Hortense Limouzin : Je ne sais pas si c’est de bon augure pour les Jeux olympiques, mais c’est de bon augure pour cet été. On prend les choses étape par étape. Après, on peut rêver grand tout en gardant beaucoup d’humilité. Toutes les nations se spécialisent et deviennent de plus en plus fortes, c’est impressionnant sur les tournois.
Pensez-vous que ces bons résultats constituent l’élan décisif et nécessaire au 3×3 en France ?
Hortense Limouzin: La coupe d’Europe à Paris et les Jeux olympiques ont vraiment donné une plus grande visibilité au 3×3, surtout féminin parce qu’on a un peu moins vu les garçons. Mais là, avec la performance énorme des garçons et notre titre, je pense que le regard sur la discipline va beaucoup changer. Notre discipline est encore toute nouvelle et pourtant je pense qu’elle a les armes, par sa modernité et sa facilité à se jouer et à se regarder, pour devenir un sport plaisant pour tous et toutes.
Dans quelle mesure le basket 3×3 peut-il encore être développé en France avant Paris 2024 ?

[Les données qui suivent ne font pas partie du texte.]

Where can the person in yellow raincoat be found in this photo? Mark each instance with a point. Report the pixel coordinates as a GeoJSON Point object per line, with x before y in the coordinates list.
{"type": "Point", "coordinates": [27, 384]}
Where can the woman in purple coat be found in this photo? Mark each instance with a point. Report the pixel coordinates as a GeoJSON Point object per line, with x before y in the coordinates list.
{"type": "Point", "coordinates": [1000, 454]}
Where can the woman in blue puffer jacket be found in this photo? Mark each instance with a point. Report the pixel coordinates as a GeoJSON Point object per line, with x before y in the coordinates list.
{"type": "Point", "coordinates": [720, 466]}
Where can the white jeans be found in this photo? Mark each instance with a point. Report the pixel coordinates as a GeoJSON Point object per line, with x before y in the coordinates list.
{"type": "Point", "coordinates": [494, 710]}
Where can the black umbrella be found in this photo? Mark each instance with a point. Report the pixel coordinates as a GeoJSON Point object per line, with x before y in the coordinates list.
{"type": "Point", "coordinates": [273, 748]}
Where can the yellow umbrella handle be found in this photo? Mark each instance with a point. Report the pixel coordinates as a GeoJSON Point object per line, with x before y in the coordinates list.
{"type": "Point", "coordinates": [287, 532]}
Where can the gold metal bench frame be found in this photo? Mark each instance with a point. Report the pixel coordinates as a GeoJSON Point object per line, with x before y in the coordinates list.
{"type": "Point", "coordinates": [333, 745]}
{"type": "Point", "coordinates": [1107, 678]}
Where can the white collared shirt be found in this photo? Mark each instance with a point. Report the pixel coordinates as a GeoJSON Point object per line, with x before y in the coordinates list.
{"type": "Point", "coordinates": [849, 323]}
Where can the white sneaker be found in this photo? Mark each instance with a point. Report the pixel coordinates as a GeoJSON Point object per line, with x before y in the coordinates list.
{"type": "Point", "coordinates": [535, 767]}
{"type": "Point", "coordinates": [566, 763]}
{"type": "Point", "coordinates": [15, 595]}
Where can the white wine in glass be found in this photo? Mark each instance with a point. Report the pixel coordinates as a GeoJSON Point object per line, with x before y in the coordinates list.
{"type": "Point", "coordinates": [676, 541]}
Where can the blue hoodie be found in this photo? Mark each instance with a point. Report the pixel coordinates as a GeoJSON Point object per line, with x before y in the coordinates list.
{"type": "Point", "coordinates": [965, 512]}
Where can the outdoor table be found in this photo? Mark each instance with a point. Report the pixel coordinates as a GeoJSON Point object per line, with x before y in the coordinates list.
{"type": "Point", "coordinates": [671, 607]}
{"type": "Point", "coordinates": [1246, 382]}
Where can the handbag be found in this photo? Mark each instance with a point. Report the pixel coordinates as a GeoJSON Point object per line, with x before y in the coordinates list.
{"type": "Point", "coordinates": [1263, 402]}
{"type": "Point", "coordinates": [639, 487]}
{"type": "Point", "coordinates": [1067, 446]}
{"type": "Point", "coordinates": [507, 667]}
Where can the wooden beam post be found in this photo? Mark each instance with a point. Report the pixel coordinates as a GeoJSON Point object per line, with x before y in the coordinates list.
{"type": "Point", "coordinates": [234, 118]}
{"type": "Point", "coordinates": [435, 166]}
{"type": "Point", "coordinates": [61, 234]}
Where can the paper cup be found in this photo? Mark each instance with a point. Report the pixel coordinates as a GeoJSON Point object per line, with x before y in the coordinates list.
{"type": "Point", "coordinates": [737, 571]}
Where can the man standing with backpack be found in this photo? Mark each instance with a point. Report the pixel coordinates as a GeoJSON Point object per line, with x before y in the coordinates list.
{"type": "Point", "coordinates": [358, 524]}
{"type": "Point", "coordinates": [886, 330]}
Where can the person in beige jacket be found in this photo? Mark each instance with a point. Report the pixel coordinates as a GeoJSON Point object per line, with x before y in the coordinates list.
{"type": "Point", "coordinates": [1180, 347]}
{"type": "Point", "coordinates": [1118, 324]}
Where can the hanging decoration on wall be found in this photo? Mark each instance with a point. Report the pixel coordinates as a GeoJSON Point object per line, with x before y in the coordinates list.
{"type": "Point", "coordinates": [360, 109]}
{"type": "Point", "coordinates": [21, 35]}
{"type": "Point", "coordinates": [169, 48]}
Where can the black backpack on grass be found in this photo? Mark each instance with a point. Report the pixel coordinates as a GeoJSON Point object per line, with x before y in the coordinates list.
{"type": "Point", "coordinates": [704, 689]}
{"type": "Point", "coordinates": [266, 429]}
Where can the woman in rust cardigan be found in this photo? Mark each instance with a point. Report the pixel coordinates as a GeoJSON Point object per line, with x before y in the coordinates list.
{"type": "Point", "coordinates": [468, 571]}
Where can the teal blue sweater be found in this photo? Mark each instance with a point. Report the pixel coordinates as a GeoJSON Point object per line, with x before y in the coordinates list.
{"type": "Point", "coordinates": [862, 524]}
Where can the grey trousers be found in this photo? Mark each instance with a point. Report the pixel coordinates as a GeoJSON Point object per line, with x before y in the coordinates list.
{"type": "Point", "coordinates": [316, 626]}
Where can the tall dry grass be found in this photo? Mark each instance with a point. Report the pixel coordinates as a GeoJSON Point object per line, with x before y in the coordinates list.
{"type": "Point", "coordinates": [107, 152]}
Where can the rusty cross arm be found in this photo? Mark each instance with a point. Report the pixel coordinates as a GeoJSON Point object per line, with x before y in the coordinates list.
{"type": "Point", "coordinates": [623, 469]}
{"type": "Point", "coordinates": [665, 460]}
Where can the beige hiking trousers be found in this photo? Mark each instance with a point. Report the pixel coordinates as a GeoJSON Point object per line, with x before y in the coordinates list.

Myriam Djekoundadé : La fédération a mis en place une équipe professionnelle chez les garçons. C’était vraiment un domaine où on était en retard pour développer le 3×3 et être compétitif. On va pouvoir prendre une autre dimension. On espère voir ça pour les filles. Pour l’instant ce n’est pas envisageable parce que la FIBA ne propose pas de compétition à l’année. Mais on verra ! Pour l’instant, on est dans les clous.